共同保険

 2023年6月20日東京海上日動火災保険がカルテル行為を主導したことを発表し、その後金融庁から報告徴求命令を受けたが、 昔を知る人間からすると隔世の感があります。私が入社した1980年代は保険業法により保険は独占禁止法の適用除外とされていたからで、 その名残が自賠責保険(強制保険)と地震保険であり、この2つの保険だけは現在でも法律(料率団体法)により独占禁止法の適用除外となっています。 昔のアクチュアリー試験では保険料率が独占禁止法適用除外になっていることを説明させる問題が出題されていたくらいで、 その回答例としては航空機、船舶など一旦事故になると高額な損害となる保険は支払能力の関係で1社では引き受けきれないため数社が共同で 引き受ける必要がある。そのため引受各社が同じ約款、同じ保険料を使用するというものがありました。 もちろん回答としてはこれだけではなく適用法律や実態の説明、メリットやデメリット等を詳しく論じる必要がありましたが、 大筋としては独占禁止法の適用除外が正当であるという趣旨の回答例が出ていました。もちろんその後再保険制度が発展したり 様々な保険代替手段が開発されている現在では通用する回答ではなくなってきています。 しかし現在でも契約者が複数の保険会社と関係がある場合には共同保険とすることが多いのです。 共同保険以外の方法をとると複数の保険会社を保険契約の当事者とすることができないため、保険契約の当事者でなくなった保険会社は 契約者との良好な関係を保てなくなるかもしれないからです。逆に過去には契約者との関係を保つために本当は受けたくない保険を引き受けた場合は 特殊共同保険といって共同保険であっても幹事会社以外の名前は出さないことがありました。

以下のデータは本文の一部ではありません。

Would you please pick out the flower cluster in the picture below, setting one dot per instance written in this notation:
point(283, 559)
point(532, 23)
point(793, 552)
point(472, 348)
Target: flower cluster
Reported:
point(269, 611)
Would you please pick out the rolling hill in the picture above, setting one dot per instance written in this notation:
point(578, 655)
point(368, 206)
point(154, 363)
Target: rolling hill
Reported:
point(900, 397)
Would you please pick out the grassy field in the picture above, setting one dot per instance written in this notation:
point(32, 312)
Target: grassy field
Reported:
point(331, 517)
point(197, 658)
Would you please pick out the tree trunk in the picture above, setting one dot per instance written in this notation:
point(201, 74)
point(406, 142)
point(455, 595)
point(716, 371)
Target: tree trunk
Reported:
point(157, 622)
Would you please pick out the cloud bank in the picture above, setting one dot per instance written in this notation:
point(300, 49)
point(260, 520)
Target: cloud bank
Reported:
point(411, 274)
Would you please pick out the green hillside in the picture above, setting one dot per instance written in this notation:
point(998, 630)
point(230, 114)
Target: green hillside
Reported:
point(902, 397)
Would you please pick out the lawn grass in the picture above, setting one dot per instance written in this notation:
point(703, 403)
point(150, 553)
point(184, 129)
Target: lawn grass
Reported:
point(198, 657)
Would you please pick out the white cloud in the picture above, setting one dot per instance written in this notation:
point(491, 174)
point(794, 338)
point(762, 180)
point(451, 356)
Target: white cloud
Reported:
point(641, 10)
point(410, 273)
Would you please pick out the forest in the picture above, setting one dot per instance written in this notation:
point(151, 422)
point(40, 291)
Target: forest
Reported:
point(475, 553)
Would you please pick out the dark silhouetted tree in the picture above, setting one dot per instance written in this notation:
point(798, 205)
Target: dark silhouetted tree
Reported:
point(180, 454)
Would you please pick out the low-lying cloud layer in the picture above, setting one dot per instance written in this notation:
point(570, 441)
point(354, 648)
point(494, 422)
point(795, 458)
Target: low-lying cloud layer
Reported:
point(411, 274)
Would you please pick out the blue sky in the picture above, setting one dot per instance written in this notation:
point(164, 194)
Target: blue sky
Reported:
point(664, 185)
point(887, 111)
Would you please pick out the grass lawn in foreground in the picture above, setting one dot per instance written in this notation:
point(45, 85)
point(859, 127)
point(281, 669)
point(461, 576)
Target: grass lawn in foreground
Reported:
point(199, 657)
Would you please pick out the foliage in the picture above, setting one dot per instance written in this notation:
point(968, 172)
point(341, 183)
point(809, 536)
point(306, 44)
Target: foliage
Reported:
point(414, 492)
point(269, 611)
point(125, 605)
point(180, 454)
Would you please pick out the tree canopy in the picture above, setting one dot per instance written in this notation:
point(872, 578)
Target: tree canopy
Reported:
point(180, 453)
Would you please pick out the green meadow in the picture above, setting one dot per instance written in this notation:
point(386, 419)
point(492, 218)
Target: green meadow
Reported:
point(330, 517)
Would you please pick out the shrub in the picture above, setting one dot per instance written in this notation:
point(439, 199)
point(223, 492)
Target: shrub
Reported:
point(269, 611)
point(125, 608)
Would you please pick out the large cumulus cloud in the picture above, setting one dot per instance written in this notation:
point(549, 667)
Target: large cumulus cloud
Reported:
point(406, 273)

 ビッグモーターの保険金詐欺事件でも7社が金融庁の報告徴求命令を受けていますが、共同保険の幹事会社である損保ジャパンが 6割のシェアを持っていて全体の保険料が200億だったので、その6割が損保ジャパンの収入になるわけですから、多少おかしいと思っても だまって保険金を支払っていたことは十分に考えられます。逆に保険金を支払わなければ幹事を交代させるという圧力を受けたはずなので、 営業部門の苦労を考えると損害調査部門の人間もあえて厳しいチェックは入れにくい雰囲気だったと思います。 他の会社の損害調査部門がビッグモーターは要注意という社内情報を流していたくらいなので、チェックをいれれば一発アウトだったと思います。 事件が報道されると損害保険各社は一斉に代理店契約を打ち切りましたが、ビッグモーターが他の保険会社を探して代理店を続けるのは困難と思われます。 この時期にビッグモーターを新規に代理店登録しようものなら金融庁から厳しいチェックを受けることは確実ですし、あまりにも風評リスクが大きいので 大抵の保険会社は躊躇すると思います。 もし、代理店契約をする保険会社がいなければ直扱い契約となり代理店に手数料を支払う必要がなくなるので 保険会社は焼け太りとなってしまいますが、そのファンドは当然被害にあった契約者への補償になるべきです。 いずれにしても現在は共同保険という名称でも実際には個々の保険会社との独立した契約となっていて、 護送船団行政の名残のような共同保険は遅かれ早かれ消えていくのだろうと思います。